What about when people ask me what I do outside of my work? “What are your hobbies?” they might inquire.
“I’m a runner,” I say. I’ve always liked to run a little bit, at the gym on the treadmill or outside on beautiful days. But after Shawn died, my running changed. I needed to run – run away from the anxiety, mostly – so I started doing it every day. Rain or shine. Freezing cold and blazing heat. Inside on the treadmill if I had to. I wasn’t really any faster than I was before and I didn’t like it for a long time. But over a period of months, something changed. I stopped running from the anxiety, and I started running just for the pleasure of it. Whenever that happened, I became a runner. There wasn’t a day when I woke up and said “I’m a runner” but yet, it’s something that I am now.
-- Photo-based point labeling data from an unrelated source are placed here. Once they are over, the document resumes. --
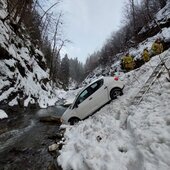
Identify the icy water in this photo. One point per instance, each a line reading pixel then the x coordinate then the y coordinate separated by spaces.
pixel 24 140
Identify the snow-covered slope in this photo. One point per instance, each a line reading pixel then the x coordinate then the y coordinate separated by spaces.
pixel 24 77
pixel 123 136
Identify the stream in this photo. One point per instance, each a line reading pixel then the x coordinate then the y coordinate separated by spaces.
pixel 24 140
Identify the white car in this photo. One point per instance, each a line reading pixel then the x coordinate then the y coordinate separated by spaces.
pixel 93 97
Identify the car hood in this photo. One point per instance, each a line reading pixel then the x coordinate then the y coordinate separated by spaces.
pixel 66 115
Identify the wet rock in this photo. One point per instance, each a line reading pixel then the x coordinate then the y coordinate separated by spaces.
pixel 52 166
pixel 52 119
pixel 53 147
pixel 56 136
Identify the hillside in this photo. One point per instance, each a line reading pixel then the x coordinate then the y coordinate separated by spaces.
pixel 125 134
pixel 24 77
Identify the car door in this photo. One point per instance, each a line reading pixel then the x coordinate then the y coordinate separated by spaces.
pixel 82 104
pixel 99 94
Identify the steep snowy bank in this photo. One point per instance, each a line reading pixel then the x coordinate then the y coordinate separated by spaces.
pixel 24 77
pixel 121 136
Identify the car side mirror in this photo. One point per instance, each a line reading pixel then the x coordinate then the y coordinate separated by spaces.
pixel 75 105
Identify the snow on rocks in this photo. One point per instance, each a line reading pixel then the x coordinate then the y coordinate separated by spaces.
pixel 3 114
pixel 122 136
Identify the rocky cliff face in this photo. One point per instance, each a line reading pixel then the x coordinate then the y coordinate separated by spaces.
pixel 24 77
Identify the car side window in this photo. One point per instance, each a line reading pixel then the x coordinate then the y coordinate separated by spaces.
pixel 84 95
pixel 95 86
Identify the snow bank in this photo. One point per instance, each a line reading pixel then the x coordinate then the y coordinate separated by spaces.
pixel 3 114
pixel 121 136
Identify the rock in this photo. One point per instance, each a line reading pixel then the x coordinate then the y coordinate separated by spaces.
pixel 56 136
pixel 53 147
pixel 53 119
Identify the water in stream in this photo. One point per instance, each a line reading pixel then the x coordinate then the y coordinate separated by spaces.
pixel 24 140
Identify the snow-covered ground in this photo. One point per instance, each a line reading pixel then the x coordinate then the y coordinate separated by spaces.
pixel 3 114
pixel 122 136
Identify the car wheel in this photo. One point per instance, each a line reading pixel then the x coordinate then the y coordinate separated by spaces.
pixel 115 92
pixel 73 120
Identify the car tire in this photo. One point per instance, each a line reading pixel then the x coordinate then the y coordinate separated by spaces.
pixel 115 92
pixel 73 120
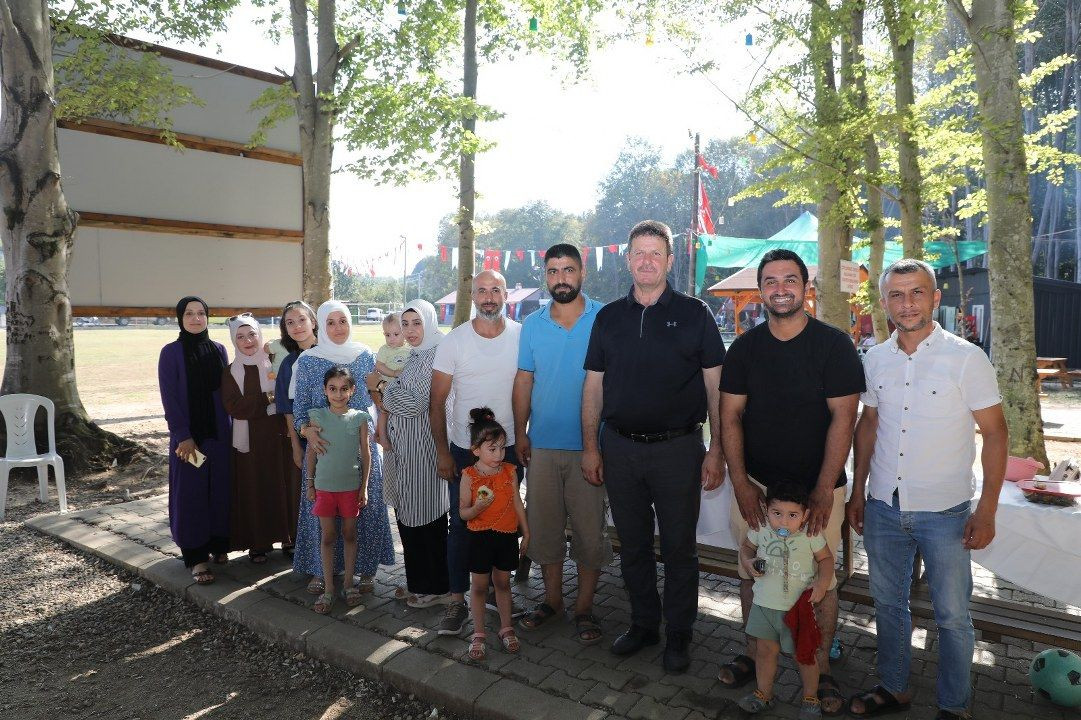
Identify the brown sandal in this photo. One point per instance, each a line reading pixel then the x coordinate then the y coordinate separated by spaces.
pixel 477 649
pixel 509 640
pixel 202 576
All of this is applicable to how my life has gradually changed over the past two years. In that time period, I’ve gone from a happy (but typical) spouse to an overburdened caregiver and finally, to a widow. Of course, there was a specific date when I became a widow, at least officially. But in the beginning, I had no idea what that meant. I had no idea how I was going to survive this next step, much less find myself again in a new way.
And yet, I did. I am still a widow, and will always be, but I feel a lot more power over the word widow than I once did. Maybe that’s because I feel like less of a victim these days.
Sometimes, people wonder about how I’m doing, about how I’ve made it through almost two years without my husband. “How do you do it?” they ask.
“I’ve survived it one day at a time,” I say. Because here’s the thing: I didn’t wake up one day and realize that I’d made it through to the other side, to that place where I feel like mostly whole human being again. I haven’t magically been able to make all the pain and hurt of losing Shawn go away. I don’t even want that.
But I have become a person who can keep living through even terrible pain. It wasn’t something that happened overnight and it certainly wasn’t linear. And yet, here I am. I am not a survivor because I checked a whole bunch of boxes and suddenly arrived at that title. I am a survivor because I lived my messy life one day at a time.